Przed nami najchłodniejszy poranek tej zimy. Synoptycy ostrzegają przed ponad 30-stopniowym mrozem. Najzimniej ma być na Podhalu i w Bieszczadach. Czy padnie kolejny mroźny rekord? Na razie to 39 kresek poniżej zera. Tyle w środę o poranku pokazały termometry niedaleko Opola.

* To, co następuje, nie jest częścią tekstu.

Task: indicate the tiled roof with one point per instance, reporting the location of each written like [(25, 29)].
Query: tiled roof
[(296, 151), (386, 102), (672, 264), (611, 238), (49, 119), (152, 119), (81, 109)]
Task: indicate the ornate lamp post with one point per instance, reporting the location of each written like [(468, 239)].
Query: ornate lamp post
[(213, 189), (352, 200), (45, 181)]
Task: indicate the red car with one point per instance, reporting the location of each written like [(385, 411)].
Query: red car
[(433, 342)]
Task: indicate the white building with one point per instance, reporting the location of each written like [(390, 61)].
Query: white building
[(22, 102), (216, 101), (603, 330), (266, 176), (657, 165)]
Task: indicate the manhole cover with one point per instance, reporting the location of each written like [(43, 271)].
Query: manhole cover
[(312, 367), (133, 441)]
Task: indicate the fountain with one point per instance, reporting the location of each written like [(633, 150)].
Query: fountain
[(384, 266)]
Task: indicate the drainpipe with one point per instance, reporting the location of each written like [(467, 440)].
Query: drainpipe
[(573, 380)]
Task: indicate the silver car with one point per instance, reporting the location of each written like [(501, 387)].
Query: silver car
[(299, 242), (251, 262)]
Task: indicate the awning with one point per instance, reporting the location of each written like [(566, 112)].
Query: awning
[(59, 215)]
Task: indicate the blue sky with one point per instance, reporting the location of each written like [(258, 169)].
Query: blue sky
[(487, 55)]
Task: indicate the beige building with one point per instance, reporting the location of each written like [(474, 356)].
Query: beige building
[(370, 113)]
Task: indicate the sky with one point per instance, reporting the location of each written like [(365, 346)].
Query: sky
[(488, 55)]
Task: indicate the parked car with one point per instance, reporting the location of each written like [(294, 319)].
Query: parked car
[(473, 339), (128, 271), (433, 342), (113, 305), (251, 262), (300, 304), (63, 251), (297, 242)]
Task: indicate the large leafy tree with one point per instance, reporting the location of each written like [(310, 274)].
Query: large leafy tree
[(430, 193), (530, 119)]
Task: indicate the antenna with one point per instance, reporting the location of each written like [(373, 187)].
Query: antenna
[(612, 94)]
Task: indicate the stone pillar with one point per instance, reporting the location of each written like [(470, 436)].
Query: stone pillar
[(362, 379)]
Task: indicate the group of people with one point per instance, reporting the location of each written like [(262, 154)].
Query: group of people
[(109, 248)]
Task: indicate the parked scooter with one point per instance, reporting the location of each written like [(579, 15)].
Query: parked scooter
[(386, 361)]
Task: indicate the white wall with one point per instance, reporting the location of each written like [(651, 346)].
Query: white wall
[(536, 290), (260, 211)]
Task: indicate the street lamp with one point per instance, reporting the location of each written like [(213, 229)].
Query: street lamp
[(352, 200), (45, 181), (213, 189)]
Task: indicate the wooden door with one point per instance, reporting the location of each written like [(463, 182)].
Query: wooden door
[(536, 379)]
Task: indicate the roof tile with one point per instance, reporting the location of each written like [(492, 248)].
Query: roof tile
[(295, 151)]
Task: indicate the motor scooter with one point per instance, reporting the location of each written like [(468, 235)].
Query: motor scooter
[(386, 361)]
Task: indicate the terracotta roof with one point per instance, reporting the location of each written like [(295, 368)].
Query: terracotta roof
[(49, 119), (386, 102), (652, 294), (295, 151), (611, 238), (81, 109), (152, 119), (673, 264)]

W nocy z czwartku na piątek minus 30 stopni mogą pokazać termometry na północnym wschodzie kraju. Jeszcze chłodniej ma być na Podhalu i dolinach karpackich: minus 32 stopnie. W pozostałych regionach także siarczysty mróz: w centrum minus 20 st., na zachodzie i wschodnim wybrzeżu minus 15 st. "Najcieplej" nad morzem, na północno-zachodnich krańcach kraju. Tam minus 10 st. To prognozy meteorologów.

My od dwóch dni tworzymy razem z Wami mapę najzimniejszych miejsc w Polsce, szukamy też nowego bieguna zimna. O ten nieformalny tytuł rywalizują Opole (minus 39 st.), Frydman (minus 37 st. C), Jabłonka (minus 36 st. C) i Lipnica Mała (minus 35 st. C). Tej nocy może pojawią się kolejne miejscowości. Przesyłajcie nam na Gorącą Linię RMF FM zdjęcia Waszych termometrów.

Od piątku z powodu mrozów zmarło już 29 osób

29 osób zmarło od piątku z powodu wychłodzenia. MSW apeluje, by zwracać szczególną uwagę na potrzebujących i bezdomnych. To jest moment, kiedy od naszej wrażliwości i solidarności zależy życie ludzkie - powiedział minister spraw wewnętrznych Jacek Cichocki. Zaznaczył, że bez wrażliwości obywateli służby sobie nie poradzą. Funkcjonariusze policji i straży miejskiej cały czas patrolują miejsca, gdzie mogą przebywać bezdomni. Informują ich o możliwości skorzystania z pomocy ośrodków, które oferują nocleg i ciepły posiłek.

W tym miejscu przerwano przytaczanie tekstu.